沈华见春山不死心,连忙拉住他的手查看,昨儿蹭破皮的手因为树皮摩擦已经红肿一片。好在是冬天,这要是夏天,非发炎不可。
“大哥,娘做小月子,可不能哭。”这样的小孩子懂事的太让人心疼了。
春溪也探过头来,一边拿出帕子一边埋怨:“你还没花儿懂事呢,手不想要了是怎地,这要是烂了,你指望谁出钱给你治啊,娘瞧见了不得心疼死?”
春山勉强笑了笑:“啥吃的都没找着……”
春溪叹了口气,她本来也没报太大希望,所以也不至于失望。她知道大哥话虽少,却是个心思细腻的人,只得安慰他说:“真要这般好找,不个个当猎户了?咱不是还有鱼篓子吗?”
两人说着话,春溪用帕子将春山的手简单的包扎了一下,再回头时,发现小妹站在不远处发愣。正要出声喊,却见小妹转过头来冲着她做了个噤声的手势。
这是看见野物了?!
春溪和春山对看一眼,都从对方眼里看到喜气,轻手轻脚的走到沈华身后,顺着她的视线看去,一丛草木丛里一个黑黑的大屁股,这是野猪?
春山手持着破镰刀就想上前,沈华连忙扯住他。真是初生牛犊不怕虎,就是老猎手也不敢轻易对上野猪,野猪的土铠甲连一般的土枪都打不进,一把豁了口的镰刀就想上前,她摇了摇头小声说:“这个太危险,我们把它吓走。我看它在这徘徊了一会,估计这附近有吸引它的食物。”见对方有些不甘心的样子,接着劝道,“大哥若真想捉它,我们今日回去多做些准备,只这一把镰刀怕是难伤它,大哥想想村里人杀家猪时是个什么情形?”

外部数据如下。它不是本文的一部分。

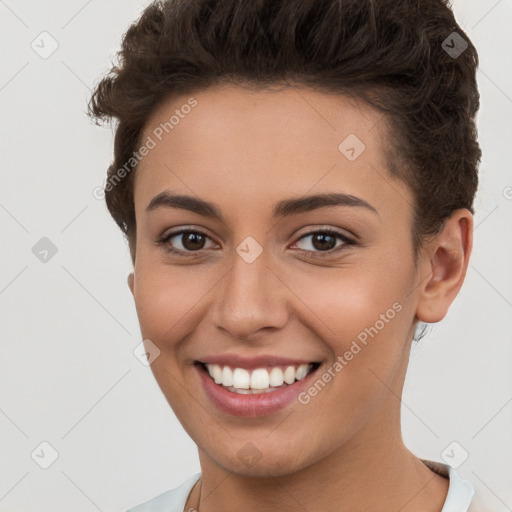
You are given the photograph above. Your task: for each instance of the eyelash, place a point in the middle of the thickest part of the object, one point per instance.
(163, 241)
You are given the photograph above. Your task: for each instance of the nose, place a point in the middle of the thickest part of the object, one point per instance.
(251, 299)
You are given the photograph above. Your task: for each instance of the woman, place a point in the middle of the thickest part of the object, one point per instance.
(295, 181)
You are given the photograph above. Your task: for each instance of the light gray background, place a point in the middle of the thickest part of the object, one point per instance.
(68, 374)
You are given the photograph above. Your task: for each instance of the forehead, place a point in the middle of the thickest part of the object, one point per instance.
(237, 145)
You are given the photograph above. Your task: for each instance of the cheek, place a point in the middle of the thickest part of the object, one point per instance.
(166, 299)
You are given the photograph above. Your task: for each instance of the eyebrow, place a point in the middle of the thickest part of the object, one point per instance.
(284, 208)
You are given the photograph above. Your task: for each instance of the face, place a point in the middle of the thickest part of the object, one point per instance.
(264, 278)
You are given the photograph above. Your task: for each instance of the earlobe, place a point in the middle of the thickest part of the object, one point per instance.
(130, 281)
(448, 264)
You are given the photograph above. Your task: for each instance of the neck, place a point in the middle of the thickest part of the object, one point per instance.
(370, 475)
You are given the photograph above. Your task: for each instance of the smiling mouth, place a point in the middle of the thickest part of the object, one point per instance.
(258, 380)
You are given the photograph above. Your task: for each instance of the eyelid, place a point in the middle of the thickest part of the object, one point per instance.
(346, 241)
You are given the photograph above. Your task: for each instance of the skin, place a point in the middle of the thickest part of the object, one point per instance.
(244, 150)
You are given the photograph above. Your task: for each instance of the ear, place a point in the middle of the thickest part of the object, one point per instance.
(130, 281)
(447, 262)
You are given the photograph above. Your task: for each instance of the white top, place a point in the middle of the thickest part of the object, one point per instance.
(458, 499)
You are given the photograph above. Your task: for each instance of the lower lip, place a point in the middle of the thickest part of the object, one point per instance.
(252, 405)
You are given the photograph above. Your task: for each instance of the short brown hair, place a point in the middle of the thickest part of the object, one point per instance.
(393, 54)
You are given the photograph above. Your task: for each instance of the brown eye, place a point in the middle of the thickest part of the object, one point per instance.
(184, 241)
(325, 241)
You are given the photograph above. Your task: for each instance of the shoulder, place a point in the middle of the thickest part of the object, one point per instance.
(172, 501)
(460, 492)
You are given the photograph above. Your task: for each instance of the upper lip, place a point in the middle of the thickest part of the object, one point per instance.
(251, 363)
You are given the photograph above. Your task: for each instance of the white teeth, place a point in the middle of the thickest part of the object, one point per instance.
(241, 378)
(217, 374)
(289, 375)
(259, 381)
(276, 377)
(227, 376)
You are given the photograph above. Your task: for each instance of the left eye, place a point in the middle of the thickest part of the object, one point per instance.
(191, 241)
(325, 241)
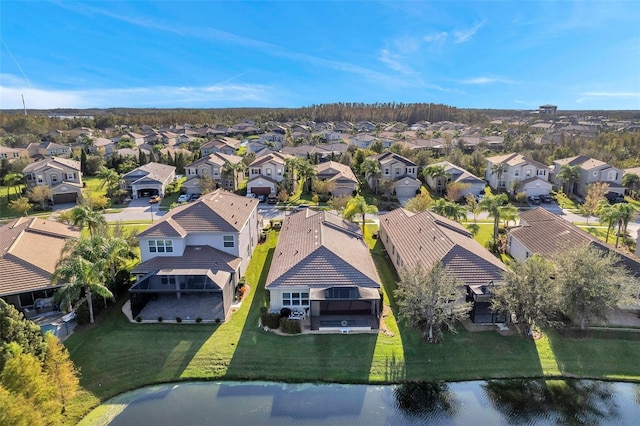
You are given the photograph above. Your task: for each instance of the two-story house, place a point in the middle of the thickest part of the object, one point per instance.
(426, 238)
(62, 175)
(515, 172)
(149, 179)
(48, 149)
(340, 174)
(266, 172)
(193, 258)
(473, 184)
(399, 169)
(591, 171)
(227, 170)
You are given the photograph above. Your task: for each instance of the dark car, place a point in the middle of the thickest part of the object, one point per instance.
(615, 198)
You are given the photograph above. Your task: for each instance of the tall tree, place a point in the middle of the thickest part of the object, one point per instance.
(358, 205)
(591, 283)
(569, 175)
(529, 292)
(431, 299)
(492, 204)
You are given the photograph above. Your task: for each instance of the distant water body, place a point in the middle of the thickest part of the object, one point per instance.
(495, 402)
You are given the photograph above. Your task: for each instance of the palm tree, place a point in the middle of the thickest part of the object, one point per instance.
(631, 181)
(80, 273)
(439, 174)
(13, 180)
(624, 212)
(358, 205)
(370, 167)
(493, 205)
(110, 179)
(569, 175)
(83, 216)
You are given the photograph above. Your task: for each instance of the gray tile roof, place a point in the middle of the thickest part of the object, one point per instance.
(319, 250)
(29, 251)
(542, 232)
(218, 211)
(428, 238)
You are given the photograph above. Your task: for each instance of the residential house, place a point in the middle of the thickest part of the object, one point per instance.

春溪虽也不想放过眼前食物,但想到小妹说的,却也认同,一头家猪都需几个成年男子,他们三个小孩还是别冒险了。
见春山听进去劝,沈华脱了最外面的棉衣,兜满了土块石块指着一个树杈说:“大哥,你把我举上去。”
春山和春溪有样学样也用衣服兜满了土石块爬到树上去,三个人对着野猪的方向一顿猛砸。古时候的山里食物多,还没有出现过野猪袭击山村,糟蹋农田的情况,对人类也是敬而远之,所以沈华他们没费多少事就把野猪吓走了。其实也是赶巧,野猪本就喜欢在黄昏,清晨这样更隐蔽的环境下出来觅食,若真是大白天,根本就不会有机会碰上。
确定野猪暂时离开后,三人穿回棉衣,沈华找了根手臂粗的树枝跑在最前面说:“我们得快点,这里如果真的有东西,它肯定还会回来的。”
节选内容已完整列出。